Younger consumers may not see a need to trade up, says consultant Christy Canterbury MW, a former restaurant and retail buyer. “There are excellent bottle-fermented sparkling wines that cost less,” she says, “and Prosecco delivers a taste profile, especially with their Extra Dry styles, that is friendlier to the US palate, and it's far more budget friendly.”

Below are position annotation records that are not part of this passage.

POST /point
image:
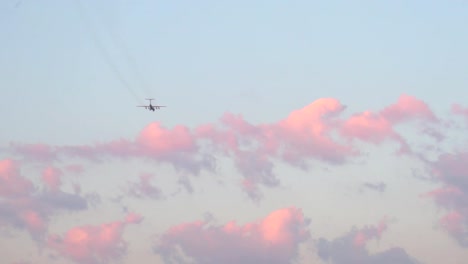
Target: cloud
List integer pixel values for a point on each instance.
(408, 108)
(305, 134)
(274, 239)
(379, 187)
(11, 182)
(94, 244)
(176, 146)
(452, 171)
(315, 132)
(144, 188)
(23, 206)
(377, 127)
(351, 248)
(460, 110)
(51, 177)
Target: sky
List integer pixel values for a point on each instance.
(294, 132)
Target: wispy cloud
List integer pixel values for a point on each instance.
(274, 239)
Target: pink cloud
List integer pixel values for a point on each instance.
(144, 188)
(75, 168)
(408, 107)
(274, 239)
(452, 172)
(350, 248)
(453, 222)
(305, 134)
(51, 177)
(94, 244)
(11, 182)
(377, 127)
(24, 207)
(314, 132)
(156, 140)
(460, 110)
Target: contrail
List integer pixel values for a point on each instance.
(104, 52)
(130, 60)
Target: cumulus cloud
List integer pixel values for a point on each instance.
(377, 127)
(274, 239)
(460, 110)
(176, 146)
(452, 171)
(314, 132)
(351, 248)
(23, 206)
(94, 244)
(379, 187)
(144, 188)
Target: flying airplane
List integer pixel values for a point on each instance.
(150, 106)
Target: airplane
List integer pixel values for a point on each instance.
(150, 106)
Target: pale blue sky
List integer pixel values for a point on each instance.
(63, 74)
(259, 58)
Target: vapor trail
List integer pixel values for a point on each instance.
(130, 60)
(104, 53)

In addition, says McDonald, Champagne remains occasion-driven, meaning holidays, birthdays, anniversaries, and the like. And though younger consumers still celebrate occasions, they do it differently — less often on-premise, for example. When they do go to restaurants, it’s more likely to be a more casual concept than the fine dining their parents chose. Plus, these casual concepts have smaller wine lists, which are equally as informal – hardly the place a diner would buy a $200 bottle of Champagne, even if it was on the list. Says McDonald: “They’re just not used to spending money in restaurants like their parents did.”
A bright spot?
One bright spot in all the gloom, says Samantha Dugan, the Champagne and sparkling wine specialist at The Wine Country, a retailer in southern California, is grower Champagne. She says it offers consumers better pricing, as the retail sweet spot is around $50, compared to the $50 wholesale price that is chasing away buyers for bigger brands. It also offers the experience that marketers say younger consumers crave, since it comes from small producers who try to make something different and unique that isn’t another Baby Boomer wine. Dugan says her customers seem to appreciate that, including the older ones.

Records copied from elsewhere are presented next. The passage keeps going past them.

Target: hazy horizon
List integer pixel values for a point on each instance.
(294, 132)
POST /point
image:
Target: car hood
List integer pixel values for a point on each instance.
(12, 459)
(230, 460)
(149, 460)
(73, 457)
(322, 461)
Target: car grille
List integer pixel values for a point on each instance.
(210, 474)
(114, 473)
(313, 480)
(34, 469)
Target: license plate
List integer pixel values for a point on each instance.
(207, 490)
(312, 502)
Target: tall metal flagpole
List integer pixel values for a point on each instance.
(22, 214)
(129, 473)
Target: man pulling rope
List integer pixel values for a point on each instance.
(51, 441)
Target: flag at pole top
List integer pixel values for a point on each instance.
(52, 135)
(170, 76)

“With the giant brands, my customers just don’t see an urgency to come back to the store and buy another bottle,” she says. “But they do with grower Champagne.”
Champagne faces a changing market in which it must reconcile its pricing needs with consumers who don’t understand what all the fuss is about.

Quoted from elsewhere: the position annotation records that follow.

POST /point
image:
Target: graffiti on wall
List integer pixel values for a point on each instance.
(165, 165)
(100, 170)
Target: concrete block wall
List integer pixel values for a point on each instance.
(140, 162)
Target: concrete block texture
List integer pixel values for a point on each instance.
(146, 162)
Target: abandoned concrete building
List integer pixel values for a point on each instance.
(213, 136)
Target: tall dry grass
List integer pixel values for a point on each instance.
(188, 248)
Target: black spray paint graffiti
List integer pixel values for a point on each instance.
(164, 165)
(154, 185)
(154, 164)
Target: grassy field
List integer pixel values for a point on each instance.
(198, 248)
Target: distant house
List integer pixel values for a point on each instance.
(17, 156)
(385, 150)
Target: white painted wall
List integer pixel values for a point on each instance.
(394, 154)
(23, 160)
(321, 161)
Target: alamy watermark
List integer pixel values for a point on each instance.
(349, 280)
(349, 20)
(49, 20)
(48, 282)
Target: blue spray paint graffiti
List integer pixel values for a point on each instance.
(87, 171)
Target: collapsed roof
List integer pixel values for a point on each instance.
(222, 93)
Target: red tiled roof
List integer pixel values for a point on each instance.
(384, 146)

The catch is that what makes grower Champagne successful also means it’s in short supply, so to expect it to rescue the category is likely expecting too much. In fact, says Bilello, the SipSource data shows that the few segments within the Champagne market that are posting positive results account for only 2.6% of total Champagne volume. “This underscores the limited scope of success within the category and the challenges of reversing the broader declines,” he says.
Does all this mean Champagne is going to go away in the US? Almost certainly not. Rather, it means that Champagne faces a changing market in which it must reconcile its pricing needs — whether economic or image-driven — with consumers who don’t understand what all the fuss is about.
“We need to adjust to a market that isn’t inflated by the pandemic, but that is about organic growth, what’s normal,” says Peyrat. “We just can’t expect sales to keep increasing, and if we increase prices, we have to be transparent about why.”
Which may be Champagne’s biggest challenge.